Material and methods: Three groups of 33 Sprague Dawley Albino strain male rats were included in the study. Group 1 (n=11): trauma but not treated. Group 2 (n=11): trauma and treated with 0.5 mL / rat saline Group 3 (n=11): 150 mg / kg shilajit extract was administered intraperitoneally in the treatment of trauma. Following the head trauma, the indicated treatments were applied to the 2nd and 3rd groups at the first, twenty-four and forty-eighth hours. Brain tissues and blood samples were taken after the control animals were sacrificed at the 72nd hour in all groups after trauma. Sections prepared from cerebral cortex and ca1 region were examined with hematoxylin eosin and luxol fast blue staining. Total antioxidant capacity, total oxidant capacity and oxidative stress index were measured from blood samples taken after routine procedures.
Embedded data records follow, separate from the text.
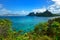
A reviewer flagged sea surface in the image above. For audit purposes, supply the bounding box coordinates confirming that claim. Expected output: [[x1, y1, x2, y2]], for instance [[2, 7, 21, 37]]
[[0, 16, 51, 32]]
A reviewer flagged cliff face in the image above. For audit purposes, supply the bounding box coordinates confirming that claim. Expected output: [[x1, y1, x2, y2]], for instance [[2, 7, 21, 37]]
[[28, 10, 58, 17]]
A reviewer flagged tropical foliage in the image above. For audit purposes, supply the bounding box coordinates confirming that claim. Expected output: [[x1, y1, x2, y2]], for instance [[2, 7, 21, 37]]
[[0, 18, 60, 40]]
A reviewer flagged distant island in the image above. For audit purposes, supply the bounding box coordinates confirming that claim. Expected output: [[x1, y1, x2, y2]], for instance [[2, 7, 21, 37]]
[[27, 10, 60, 17]]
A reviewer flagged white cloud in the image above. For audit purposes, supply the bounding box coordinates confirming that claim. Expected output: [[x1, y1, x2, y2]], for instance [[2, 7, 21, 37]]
[[0, 4, 3, 9], [13, 10, 29, 16], [48, 0, 60, 13], [52, 0, 60, 5], [32, 8, 46, 13]]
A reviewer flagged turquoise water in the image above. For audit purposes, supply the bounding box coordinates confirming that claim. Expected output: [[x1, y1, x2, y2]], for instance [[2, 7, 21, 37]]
[[0, 16, 50, 32]]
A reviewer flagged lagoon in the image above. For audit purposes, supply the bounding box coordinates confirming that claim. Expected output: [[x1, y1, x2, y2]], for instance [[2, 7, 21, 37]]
[[0, 16, 52, 32]]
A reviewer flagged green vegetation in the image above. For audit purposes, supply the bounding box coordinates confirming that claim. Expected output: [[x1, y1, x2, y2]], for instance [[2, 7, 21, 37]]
[[28, 10, 60, 17], [0, 18, 60, 40]]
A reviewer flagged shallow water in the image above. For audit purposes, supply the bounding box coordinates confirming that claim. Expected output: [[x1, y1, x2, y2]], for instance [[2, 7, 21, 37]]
[[0, 16, 51, 32]]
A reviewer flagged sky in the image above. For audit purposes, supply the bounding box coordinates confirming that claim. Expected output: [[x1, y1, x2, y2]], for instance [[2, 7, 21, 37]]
[[0, 0, 60, 15]]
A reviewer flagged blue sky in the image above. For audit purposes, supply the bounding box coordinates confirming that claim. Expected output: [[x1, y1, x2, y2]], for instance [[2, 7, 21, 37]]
[[0, 0, 60, 15]]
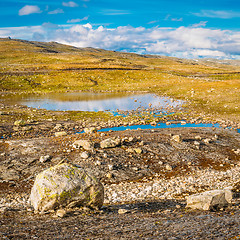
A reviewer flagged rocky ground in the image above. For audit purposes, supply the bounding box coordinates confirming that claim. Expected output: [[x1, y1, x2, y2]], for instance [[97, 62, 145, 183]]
[[0, 115, 240, 239]]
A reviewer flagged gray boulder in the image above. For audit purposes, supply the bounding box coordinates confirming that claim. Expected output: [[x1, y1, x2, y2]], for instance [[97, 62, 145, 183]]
[[186, 189, 232, 210], [73, 140, 94, 150], [100, 137, 121, 148], [29, 163, 104, 212]]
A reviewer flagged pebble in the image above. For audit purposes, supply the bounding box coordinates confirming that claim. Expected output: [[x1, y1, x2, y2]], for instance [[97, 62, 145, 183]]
[[80, 152, 89, 159], [39, 155, 51, 163], [54, 131, 67, 137], [165, 164, 172, 171], [118, 208, 129, 214]]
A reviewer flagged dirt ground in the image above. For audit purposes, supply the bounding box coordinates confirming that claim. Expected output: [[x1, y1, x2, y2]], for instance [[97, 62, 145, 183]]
[[0, 124, 240, 239]]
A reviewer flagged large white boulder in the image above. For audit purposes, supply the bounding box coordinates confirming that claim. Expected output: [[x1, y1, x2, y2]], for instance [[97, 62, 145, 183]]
[[186, 189, 232, 210], [100, 137, 121, 148], [29, 163, 104, 212], [73, 140, 94, 150]]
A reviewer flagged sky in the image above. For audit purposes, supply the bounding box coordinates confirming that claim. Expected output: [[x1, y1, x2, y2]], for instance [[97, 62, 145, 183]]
[[0, 0, 240, 59]]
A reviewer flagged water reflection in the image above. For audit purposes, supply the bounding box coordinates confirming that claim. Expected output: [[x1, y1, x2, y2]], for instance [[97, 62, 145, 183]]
[[1, 93, 182, 112]]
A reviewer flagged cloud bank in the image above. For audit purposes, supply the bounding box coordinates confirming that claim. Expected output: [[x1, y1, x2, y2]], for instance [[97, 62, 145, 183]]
[[62, 1, 78, 7], [18, 5, 42, 16], [0, 21, 240, 59]]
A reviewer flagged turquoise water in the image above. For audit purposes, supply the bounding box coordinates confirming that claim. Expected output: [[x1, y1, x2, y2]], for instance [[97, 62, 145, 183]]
[[0, 92, 183, 112], [79, 123, 224, 133]]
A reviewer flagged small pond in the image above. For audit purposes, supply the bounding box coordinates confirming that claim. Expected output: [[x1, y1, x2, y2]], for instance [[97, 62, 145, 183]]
[[0, 92, 183, 112]]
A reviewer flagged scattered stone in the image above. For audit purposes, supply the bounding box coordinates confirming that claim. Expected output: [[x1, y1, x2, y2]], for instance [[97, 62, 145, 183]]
[[84, 127, 97, 134], [95, 160, 101, 166], [195, 135, 202, 140], [134, 148, 142, 154], [171, 135, 182, 143], [29, 163, 104, 212], [118, 208, 129, 214], [165, 164, 172, 171], [203, 138, 212, 144], [233, 149, 240, 155], [108, 164, 113, 171], [186, 190, 230, 210], [54, 123, 62, 129], [80, 152, 89, 159], [73, 140, 94, 151], [39, 155, 51, 163], [56, 209, 68, 218], [106, 173, 113, 179], [54, 131, 67, 137], [14, 119, 26, 126], [100, 137, 121, 148]]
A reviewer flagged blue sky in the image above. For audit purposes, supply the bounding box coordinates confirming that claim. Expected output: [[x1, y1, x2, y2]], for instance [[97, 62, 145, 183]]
[[0, 0, 240, 59]]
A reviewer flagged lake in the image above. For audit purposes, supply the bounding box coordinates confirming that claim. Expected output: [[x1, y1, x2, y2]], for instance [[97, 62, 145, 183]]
[[0, 92, 183, 112]]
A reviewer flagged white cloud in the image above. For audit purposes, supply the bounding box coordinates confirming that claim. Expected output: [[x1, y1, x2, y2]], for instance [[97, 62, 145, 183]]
[[101, 9, 130, 16], [193, 10, 240, 19], [62, 1, 78, 7], [171, 18, 183, 22], [192, 21, 208, 27], [18, 5, 42, 16], [67, 16, 89, 23], [48, 8, 64, 14], [0, 23, 240, 59]]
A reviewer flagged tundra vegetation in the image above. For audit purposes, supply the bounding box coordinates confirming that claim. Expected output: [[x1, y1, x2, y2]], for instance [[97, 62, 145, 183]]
[[0, 38, 240, 122]]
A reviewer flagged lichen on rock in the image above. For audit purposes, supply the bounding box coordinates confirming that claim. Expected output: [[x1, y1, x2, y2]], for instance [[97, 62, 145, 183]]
[[30, 163, 104, 212]]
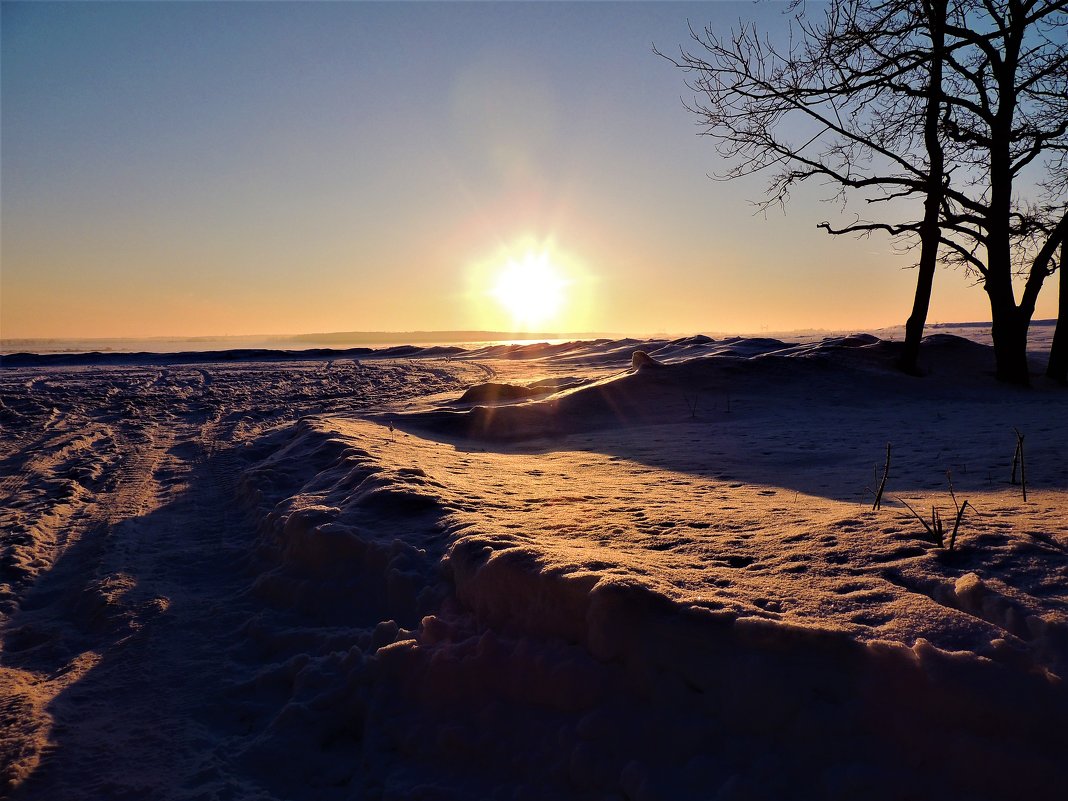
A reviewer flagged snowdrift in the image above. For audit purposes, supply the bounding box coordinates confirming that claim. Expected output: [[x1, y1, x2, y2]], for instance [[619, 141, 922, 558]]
[[233, 336, 1068, 801]]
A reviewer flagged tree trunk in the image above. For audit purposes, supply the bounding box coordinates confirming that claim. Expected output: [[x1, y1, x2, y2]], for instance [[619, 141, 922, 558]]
[[1046, 242, 1068, 383], [897, 0, 948, 375], [987, 279, 1031, 387]]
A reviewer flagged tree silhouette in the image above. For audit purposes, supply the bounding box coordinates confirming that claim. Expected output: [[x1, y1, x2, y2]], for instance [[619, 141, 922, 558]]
[[671, 0, 1068, 382]]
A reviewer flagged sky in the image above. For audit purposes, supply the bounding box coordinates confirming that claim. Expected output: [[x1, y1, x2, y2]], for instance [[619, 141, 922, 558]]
[[0, 2, 1055, 339]]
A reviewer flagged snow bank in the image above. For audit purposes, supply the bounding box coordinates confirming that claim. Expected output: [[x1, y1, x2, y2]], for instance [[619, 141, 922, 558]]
[[231, 336, 1068, 800]]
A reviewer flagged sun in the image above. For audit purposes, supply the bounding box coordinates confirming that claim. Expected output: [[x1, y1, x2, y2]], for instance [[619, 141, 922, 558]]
[[490, 251, 569, 329]]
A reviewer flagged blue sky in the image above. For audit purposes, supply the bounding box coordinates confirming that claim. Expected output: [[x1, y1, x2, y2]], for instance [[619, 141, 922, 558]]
[[0, 2, 1052, 337]]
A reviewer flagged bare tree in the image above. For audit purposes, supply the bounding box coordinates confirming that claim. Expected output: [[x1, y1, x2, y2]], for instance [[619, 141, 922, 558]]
[[1046, 240, 1068, 383], [942, 0, 1068, 383], [672, 0, 1068, 382]]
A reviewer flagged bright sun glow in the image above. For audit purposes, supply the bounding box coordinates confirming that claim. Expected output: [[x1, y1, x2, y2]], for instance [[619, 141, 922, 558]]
[[491, 251, 569, 329]]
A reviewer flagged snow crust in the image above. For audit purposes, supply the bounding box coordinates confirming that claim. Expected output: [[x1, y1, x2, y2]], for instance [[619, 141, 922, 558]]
[[0, 334, 1068, 801]]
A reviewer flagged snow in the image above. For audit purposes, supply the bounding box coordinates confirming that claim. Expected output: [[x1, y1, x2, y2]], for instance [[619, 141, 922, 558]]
[[0, 329, 1068, 801]]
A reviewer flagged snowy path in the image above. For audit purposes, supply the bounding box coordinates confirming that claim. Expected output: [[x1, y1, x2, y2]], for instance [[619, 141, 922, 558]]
[[0, 337, 1068, 801], [0, 363, 482, 799]]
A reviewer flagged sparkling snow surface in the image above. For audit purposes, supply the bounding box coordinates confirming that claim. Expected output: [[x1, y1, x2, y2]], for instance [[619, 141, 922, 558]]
[[0, 334, 1068, 801]]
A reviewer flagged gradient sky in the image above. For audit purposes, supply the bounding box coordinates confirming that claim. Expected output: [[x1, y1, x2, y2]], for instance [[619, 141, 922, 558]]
[[0, 2, 1055, 339]]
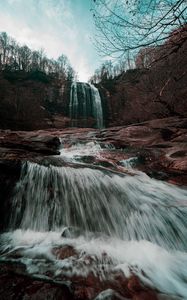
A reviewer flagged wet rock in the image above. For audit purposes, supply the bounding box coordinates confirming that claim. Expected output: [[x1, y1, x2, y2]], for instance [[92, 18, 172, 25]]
[[94, 289, 128, 300]]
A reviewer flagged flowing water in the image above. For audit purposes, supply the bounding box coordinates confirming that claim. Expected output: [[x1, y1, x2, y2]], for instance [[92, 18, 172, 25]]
[[0, 143, 187, 299], [69, 82, 103, 128]]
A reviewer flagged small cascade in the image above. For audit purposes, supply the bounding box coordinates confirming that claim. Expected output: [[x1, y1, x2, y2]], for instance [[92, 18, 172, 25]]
[[69, 82, 103, 128], [10, 162, 187, 251]]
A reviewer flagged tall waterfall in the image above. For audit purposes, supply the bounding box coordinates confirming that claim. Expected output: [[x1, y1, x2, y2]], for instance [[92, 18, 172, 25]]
[[69, 82, 103, 128]]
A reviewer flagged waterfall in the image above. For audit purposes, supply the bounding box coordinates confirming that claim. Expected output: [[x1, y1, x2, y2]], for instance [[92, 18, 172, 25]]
[[10, 163, 187, 251], [69, 82, 103, 128], [0, 158, 187, 299]]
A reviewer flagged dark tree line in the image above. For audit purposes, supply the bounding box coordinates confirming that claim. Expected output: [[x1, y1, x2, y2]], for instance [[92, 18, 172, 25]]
[[0, 32, 75, 80], [92, 0, 187, 61]]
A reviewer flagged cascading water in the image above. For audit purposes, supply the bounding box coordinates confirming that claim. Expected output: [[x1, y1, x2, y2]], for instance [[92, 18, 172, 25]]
[[0, 143, 187, 299], [69, 82, 103, 128]]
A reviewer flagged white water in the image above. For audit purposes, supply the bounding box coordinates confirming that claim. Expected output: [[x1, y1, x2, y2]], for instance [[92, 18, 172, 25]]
[[69, 82, 103, 128], [0, 142, 187, 299]]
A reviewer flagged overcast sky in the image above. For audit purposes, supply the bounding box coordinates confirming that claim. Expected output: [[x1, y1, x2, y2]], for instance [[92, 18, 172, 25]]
[[0, 0, 101, 81]]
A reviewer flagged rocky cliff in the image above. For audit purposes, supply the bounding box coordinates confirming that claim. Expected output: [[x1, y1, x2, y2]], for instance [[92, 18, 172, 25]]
[[98, 28, 187, 127], [0, 71, 71, 130]]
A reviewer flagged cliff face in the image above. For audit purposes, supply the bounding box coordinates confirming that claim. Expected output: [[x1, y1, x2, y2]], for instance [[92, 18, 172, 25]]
[[98, 29, 187, 126], [0, 72, 70, 130]]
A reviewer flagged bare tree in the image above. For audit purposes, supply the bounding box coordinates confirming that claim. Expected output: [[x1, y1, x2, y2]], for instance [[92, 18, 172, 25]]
[[92, 0, 187, 62]]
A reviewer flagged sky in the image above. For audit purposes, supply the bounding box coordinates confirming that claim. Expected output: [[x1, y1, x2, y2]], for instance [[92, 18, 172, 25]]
[[0, 0, 104, 81]]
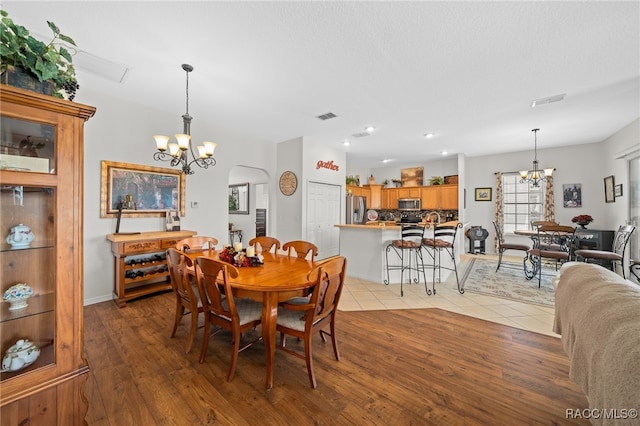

Results: The number of red neurons and the severity of edema were significantly higher in both the cerebral cortex and the ca1 region in the group treated with trauma only and in the group administered saline after trauma compared to the group that received shilajit extract after trauma. The total antioxidant capacity increased significantly in blood samples taken only from the group treated with trauma and saline in post-trauma treatment compared to the group given post-traumatic shilajit extract, while shilajit extract given due to traumatic brain injury significantly decreased the total oxidant capacity and oxidative stress index values compared to the other groups.
Conclusion: Shilajit extract has been shown to have a neuroprotective effect in the treatment of acute traumatic brain injury. Our study showed that shilajit may be a useful option in the treatment of secondary brain injury, in humans.